What exactly does Barack Obama stand for? Bernie Sanders at least has free college as an idea you can remember, albeit vague. What about House Minority Leader Nancy Pelosi, D-Calif., or Senate Minority Leader Chuck Schumer, D-N.Y.?

Other than investigations and impeachment, what are the Democrats running on? They have made an issue of health insurance coverage for pre-existing conditions. Trump has said he too would cover them. The Democratic idea is not a health-care plan, but an attack. Nor do Democrats have an economic plan many people can remember. Nor a plan on immigration. Nor a plan to deal with jobs migrating to China and Mexico.

Republicans in swing districts should spend the last few days constantly asking these questions. It isn’t because they’ll flip hard-core Democrats. The goal should be to excite and entice independent voters to vote.

If I asked who made these comments, who would you bet made them? Karl Rove? These criticisms weren’t made by Rove or any other Republican. They were made by Mark Penn, Clinton’s old pollster. Here’s how he finished out the article:

It looks like the Democrats will likely win majority control of the House in the midterm elections. So the battle of insults vs. issues may be moot in today’s rough-and-tumble politics. But if the Republicans win more seats in the Senate, that will be a victory compared to what happened in 1994 or 2010.

As surprising as it was in 2016, there’s only one candidate really running on detailed issue positions and he is not even on the ballot this year. Given how the presidential election turned out, it’s all the more surprising that the Democrats would again leave themselves open on the ideas front. Voters want progress, not just partisanship.
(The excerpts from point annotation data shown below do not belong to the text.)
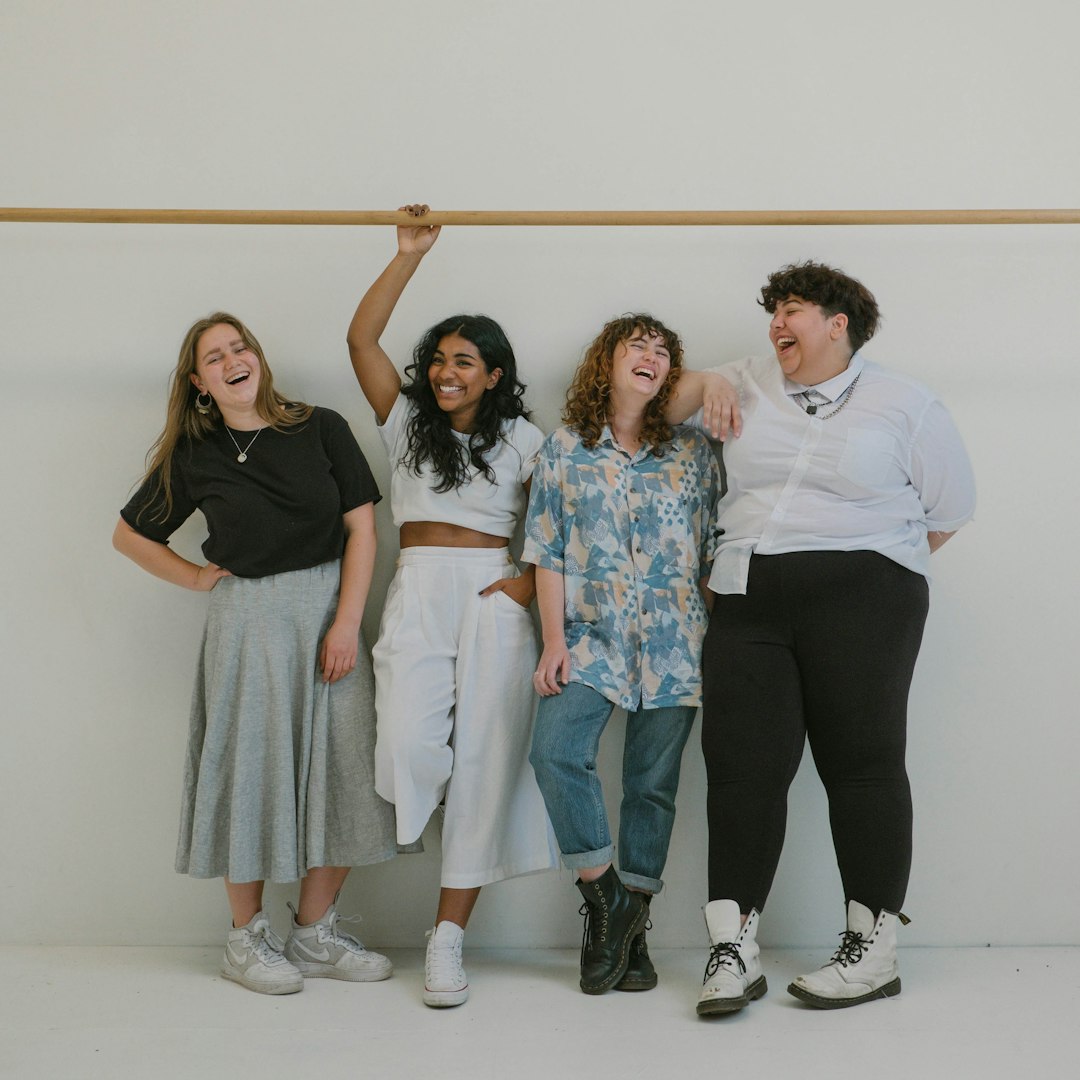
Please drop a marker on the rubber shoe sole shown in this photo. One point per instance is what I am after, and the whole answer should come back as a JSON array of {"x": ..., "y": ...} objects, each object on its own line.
[
  {"x": 716, "y": 1007},
  {"x": 375, "y": 973},
  {"x": 889, "y": 990},
  {"x": 445, "y": 999},
  {"x": 283, "y": 987},
  {"x": 637, "y": 984}
]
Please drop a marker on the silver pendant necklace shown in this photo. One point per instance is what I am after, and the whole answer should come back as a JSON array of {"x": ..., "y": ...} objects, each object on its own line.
[
  {"x": 242, "y": 454},
  {"x": 811, "y": 408}
]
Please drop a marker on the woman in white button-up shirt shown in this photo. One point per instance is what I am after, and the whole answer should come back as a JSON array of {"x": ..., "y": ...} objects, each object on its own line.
[{"x": 846, "y": 477}]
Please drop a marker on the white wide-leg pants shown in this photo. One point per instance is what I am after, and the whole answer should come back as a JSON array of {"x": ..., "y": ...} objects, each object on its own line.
[{"x": 455, "y": 705}]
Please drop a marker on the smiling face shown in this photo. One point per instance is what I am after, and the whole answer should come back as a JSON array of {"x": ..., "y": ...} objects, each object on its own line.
[
  {"x": 811, "y": 346},
  {"x": 459, "y": 378},
  {"x": 229, "y": 370},
  {"x": 639, "y": 365}
]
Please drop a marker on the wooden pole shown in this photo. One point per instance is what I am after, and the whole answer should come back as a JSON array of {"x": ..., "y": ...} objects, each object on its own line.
[{"x": 549, "y": 217}]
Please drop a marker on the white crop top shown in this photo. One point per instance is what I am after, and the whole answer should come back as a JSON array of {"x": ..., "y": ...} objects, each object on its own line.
[{"x": 478, "y": 503}]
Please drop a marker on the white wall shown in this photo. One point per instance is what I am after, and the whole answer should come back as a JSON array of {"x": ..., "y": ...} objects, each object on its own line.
[{"x": 502, "y": 105}]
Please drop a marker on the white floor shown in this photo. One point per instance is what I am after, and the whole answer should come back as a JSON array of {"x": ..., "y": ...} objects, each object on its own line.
[{"x": 164, "y": 1013}]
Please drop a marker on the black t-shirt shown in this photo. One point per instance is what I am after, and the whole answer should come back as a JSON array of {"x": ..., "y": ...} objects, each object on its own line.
[{"x": 278, "y": 511}]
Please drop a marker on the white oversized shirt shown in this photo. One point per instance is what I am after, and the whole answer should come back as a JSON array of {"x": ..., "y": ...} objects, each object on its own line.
[{"x": 879, "y": 474}]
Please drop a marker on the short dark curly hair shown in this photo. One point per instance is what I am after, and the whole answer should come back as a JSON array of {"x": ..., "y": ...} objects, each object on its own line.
[{"x": 832, "y": 289}]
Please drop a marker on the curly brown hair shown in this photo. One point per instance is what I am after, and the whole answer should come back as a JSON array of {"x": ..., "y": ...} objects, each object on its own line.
[
  {"x": 184, "y": 421},
  {"x": 832, "y": 289},
  {"x": 589, "y": 394}
]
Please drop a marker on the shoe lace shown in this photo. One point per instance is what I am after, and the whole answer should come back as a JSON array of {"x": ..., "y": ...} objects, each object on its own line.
[
  {"x": 638, "y": 946},
  {"x": 329, "y": 932},
  {"x": 723, "y": 954},
  {"x": 851, "y": 948},
  {"x": 265, "y": 943},
  {"x": 585, "y": 930},
  {"x": 443, "y": 961}
]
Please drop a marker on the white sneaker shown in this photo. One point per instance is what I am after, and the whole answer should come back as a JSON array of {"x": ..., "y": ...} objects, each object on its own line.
[
  {"x": 863, "y": 968},
  {"x": 444, "y": 979},
  {"x": 323, "y": 952},
  {"x": 253, "y": 958},
  {"x": 733, "y": 972}
]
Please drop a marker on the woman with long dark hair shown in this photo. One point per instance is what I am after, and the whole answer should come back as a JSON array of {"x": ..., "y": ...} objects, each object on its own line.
[
  {"x": 279, "y": 778},
  {"x": 457, "y": 643}
]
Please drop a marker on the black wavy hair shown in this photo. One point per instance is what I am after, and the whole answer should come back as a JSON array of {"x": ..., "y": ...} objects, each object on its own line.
[
  {"x": 832, "y": 289},
  {"x": 431, "y": 439}
]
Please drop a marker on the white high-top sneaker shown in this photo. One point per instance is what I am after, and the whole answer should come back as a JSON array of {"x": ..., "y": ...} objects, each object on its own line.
[
  {"x": 324, "y": 950},
  {"x": 445, "y": 983},
  {"x": 253, "y": 957},
  {"x": 733, "y": 972},
  {"x": 863, "y": 968}
]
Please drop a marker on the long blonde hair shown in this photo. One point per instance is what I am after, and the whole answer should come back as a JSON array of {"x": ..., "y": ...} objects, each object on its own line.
[
  {"x": 183, "y": 420},
  {"x": 590, "y": 392}
]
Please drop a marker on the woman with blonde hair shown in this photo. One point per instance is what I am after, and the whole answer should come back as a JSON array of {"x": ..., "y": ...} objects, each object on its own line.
[{"x": 279, "y": 774}]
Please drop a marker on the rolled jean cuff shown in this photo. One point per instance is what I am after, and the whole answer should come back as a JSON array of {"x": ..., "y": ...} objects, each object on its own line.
[
  {"x": 639, "y": 882},
  {"x": 585, "y": 860}
]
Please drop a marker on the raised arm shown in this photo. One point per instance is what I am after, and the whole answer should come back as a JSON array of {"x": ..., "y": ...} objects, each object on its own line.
[{"x": 375, "y": 372}]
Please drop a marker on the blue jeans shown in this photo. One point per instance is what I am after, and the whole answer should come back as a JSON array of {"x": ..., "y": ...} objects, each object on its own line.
[{"x": 565, "y": 742}]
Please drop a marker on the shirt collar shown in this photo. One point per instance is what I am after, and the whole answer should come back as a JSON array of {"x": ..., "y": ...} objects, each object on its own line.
[{"x": 831, "y": 389}]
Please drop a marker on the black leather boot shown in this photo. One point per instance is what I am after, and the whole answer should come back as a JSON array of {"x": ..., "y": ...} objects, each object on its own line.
[
  {"x": 613, "y": 917},
  {"x": 640, "y": 974}
]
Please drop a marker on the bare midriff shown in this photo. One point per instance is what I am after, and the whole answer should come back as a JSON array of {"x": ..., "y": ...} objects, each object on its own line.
[{"x": 444, "y": 535}]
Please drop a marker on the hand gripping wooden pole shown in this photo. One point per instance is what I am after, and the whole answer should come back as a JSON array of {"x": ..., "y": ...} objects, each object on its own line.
[{"x": 548, "y": 217}]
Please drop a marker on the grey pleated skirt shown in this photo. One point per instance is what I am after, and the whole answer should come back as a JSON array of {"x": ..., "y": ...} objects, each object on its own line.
[{"x": 280, "y": 772}]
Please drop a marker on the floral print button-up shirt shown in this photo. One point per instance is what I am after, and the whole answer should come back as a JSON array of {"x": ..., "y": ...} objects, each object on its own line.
[{"x": 631, "y": 536}]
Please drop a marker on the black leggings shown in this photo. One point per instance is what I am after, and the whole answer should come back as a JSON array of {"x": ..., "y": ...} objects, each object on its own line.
[{"x": 822, "y": 647}]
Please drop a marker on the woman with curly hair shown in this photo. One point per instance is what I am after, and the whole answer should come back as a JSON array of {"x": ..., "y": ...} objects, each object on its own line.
[
  {"x": 279, "y": 781},
  {"x": 619, "y": 530},
  {"x": 455, "y": 706},
  {"x": 849, "y": 476}
]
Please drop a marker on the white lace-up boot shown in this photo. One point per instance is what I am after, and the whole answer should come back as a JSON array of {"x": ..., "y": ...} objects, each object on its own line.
[
  {"x": 733, "y": 972},
  {"x": 444, "y": 979},
  {"x": 253, "y": 957},
  {"x": 322, "y": 950},
  {"x": 863, "y": 968}
]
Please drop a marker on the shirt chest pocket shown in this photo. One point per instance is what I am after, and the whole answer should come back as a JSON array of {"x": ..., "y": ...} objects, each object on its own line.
[
  {"x": 867, "y": 458},
  {"x": 665, "y": 529}
]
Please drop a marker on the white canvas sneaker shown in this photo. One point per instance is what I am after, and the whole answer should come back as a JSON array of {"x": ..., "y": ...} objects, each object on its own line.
[
  {"x": 733, "y": 972},
  {"x": 322, "y": 950},
  {"x": 862, "y": 969},
  {"x": 444, "y": 979},
  {"x": 253, "y": 957}
]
Frankly, I’m skeptical of the Democrats winning the House. Still, while I disagree with Penn on that prediction, I wholeheartedly agree with him when he says “voters want progress, not just partisanship.” I’d also add that nonpartisans see something in Trump that Democrats don’t see. It isn’t that nonpartisans think he’s a nice guy that they want their son to emulate. It’s that they appreciate the things he’s accomplished.